Come Closer – Stories in Woodcut and Linocut Print
Exhibition Catalogue Introduction
In this survey exhibition of her artwork in print, Pamela Dodds introduced moments of connection (and disconnection) between individuals. Stories unfolded among and between the figures carved into her black-and-white linocut and woodcut prints; in text and images printed from naturally-formed fragments of tree bark exploring the role of language in a relationship; and in an installation of tall colour prints featuring representations of figures in water.
This exhibition had been chosen for inclusion in the VAC’s 2017 season by previous curatorial staff. Of the four exhibitions scheduled during my term as Interim Executive Director / Curator, I chose to work more closely on this exhibition in part because of the rich layering of imagery and meaning.
The ambitious installation created for the loft space included eighteen tall prints hung in a way that encouraged a winding path–both literally, as visitors moved thoughtfully between the rows of works that were at once imposing and delicate, and more figuratively, as a narrative (about paired female figures on eight of the works) unfolded and was reinvented as different routes through the space were taken and abandoned. The immediate, overall impression of blue, perhaps particularly within a bright loft space, suggested sky; further and closer involvement with the work rebalanced the translucent blues with greens and woodgrain, and grounded the work and the viewer. The bodies of the female figures also began to challenge the initial suggestion of sky, shifting it uncomfortably toward an association with water, and thus changing the context for the figures–they were no longer flying but swimming, sinking, drowning. The title of the installation, Undertow, confirmed this, but the sequence of the final few prints provided space for hope that the undertow can be overcome, and that the water may be interpreted as sky once again.
In the small intimate exhibition space on the main floor of the Centre, some more subtle works had room to resonate. Dodds created prints from the soft, organic shapes of the bark of Plane (Plantan) trees from Catalonia, which struck her as “hardly different from the letterforms that we collect and arrange into words to create meanings.” She experimented with these shapes as language: sequencing them into an alphabet, for example, and (in Language for a Faltering Mind), creating a dialogue between them and poetic but disconnected phrases from a relative who was losing her ability to communicate due to dementia. Even in these non-figural works, relationships and conversations play a central role.
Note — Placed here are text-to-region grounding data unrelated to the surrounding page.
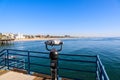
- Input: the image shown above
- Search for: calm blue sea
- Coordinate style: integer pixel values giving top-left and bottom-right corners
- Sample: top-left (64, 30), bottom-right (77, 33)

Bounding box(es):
top-left (0, 37), bottom-right (120, 80)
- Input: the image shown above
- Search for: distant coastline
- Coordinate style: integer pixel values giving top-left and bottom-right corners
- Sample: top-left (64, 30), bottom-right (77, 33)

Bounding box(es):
top-left (14, 37), bottom-right (76, 42)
The larger main-floor exhibition space was a more formal, traditionally organized and - displayed introduction to Dodds’ black-and-white linocut and woodcut prints. Various stages of relationships, of connection and disconnection, were apparent: between paired figures in each work; between the figures and other, often natural elements in many works; between works in each series; and between the series. The tensions were at once muted and intense.
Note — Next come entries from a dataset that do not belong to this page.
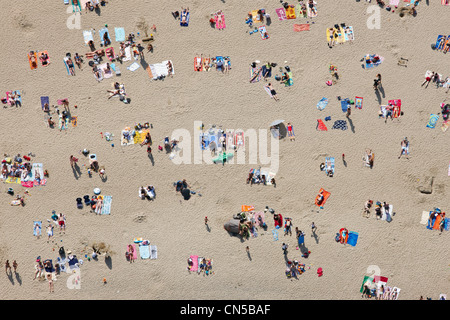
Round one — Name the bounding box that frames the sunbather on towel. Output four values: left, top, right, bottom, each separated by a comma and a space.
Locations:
167, 60, 173, 77
66, 57, 75, 76
316, 190, 324, 206
40, 52, 49, 66
181, 7, 189, 24
398, 137, 409, 159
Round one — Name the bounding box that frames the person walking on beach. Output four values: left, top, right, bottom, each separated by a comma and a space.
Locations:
12, 260, 18, 273
346, 105, 351, 118
311, 222, 317, 234
282, 243, 288, 255
47, 273, 54, 293
5, 260, 11, 274
70, 155, 78, 167
398, 137, 409, 159
422, 72, 434, 88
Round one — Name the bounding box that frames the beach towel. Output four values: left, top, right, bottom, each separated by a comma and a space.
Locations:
272, 228, 279, 241
194, 57, 203, 71
360, 276, 374, 293
293, 24, 310, 32
114, 27, 125, 42
6, 176, 20, 184
433, 215, 442, 230
390, 0, 400, 5
101, 196, 112, 215
41, 96, 49, 110
253, 211, 265, 227
420, 211, 430, 225
139, 243, 150, 259
99, 27, 110, 46
215, 13, 226, 29
264, 85, 273, 98
341, 99, 350, 112
189, 255, 199, 271
286, 6, 296, 19
83, 30, 94, 44
32, 163, 44, 181
180, 12, 190, 27
241, 205, 255, 212
33, 221, 42, 236
63, 57, 72, 75
316, 97, 328, 111
381, 205, 393, 221
284, 71, 293, 87
72, 0, 81, 13
250, 67, 262, 83
150, 245, 157, 259
364, 54, 384, 69
307, 1, 318, 17
347, 231, 359, 246
258, 25, 269, 40
336, 27, 346, 44
325, 157, 335, 175
426, 114, 439, 129
276, 8, 287, 20
317, 119, 328, 131
443, 0, 450, 5
332, 120, 347, 130
127, 62, 140, 72
28, 52, 38, 70
355, 97, 363, 109
251, 10, 262, 23
315, 188, 330, 207
21, 181, 34, 188
344, 26, 355, 41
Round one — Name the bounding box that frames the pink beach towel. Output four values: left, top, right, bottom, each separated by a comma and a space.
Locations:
21, 181, 34, 188
390, 0, 400, 6
189, 255, 199, 272
293, 24, 310, 32
215, 13, 226, 29
276, 8, 287, 20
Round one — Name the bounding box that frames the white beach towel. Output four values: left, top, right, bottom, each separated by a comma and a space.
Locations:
123, 46, 132, 62
127, 62, 140, 72
83, 30, 94, 44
What is staggeringly, arrestingly, and sometimes distressingly human about single representative moments in a relationship was laid bare in works across this exhibition. Dodds generously invited her audience into her confidence by sharing something uniquely personal–she creates from a lesbian, feminist perspective and responds in her work to her own relationships–while the viewers could not help but to see themselves and all that is universal in the stories and the moments, and the moments between.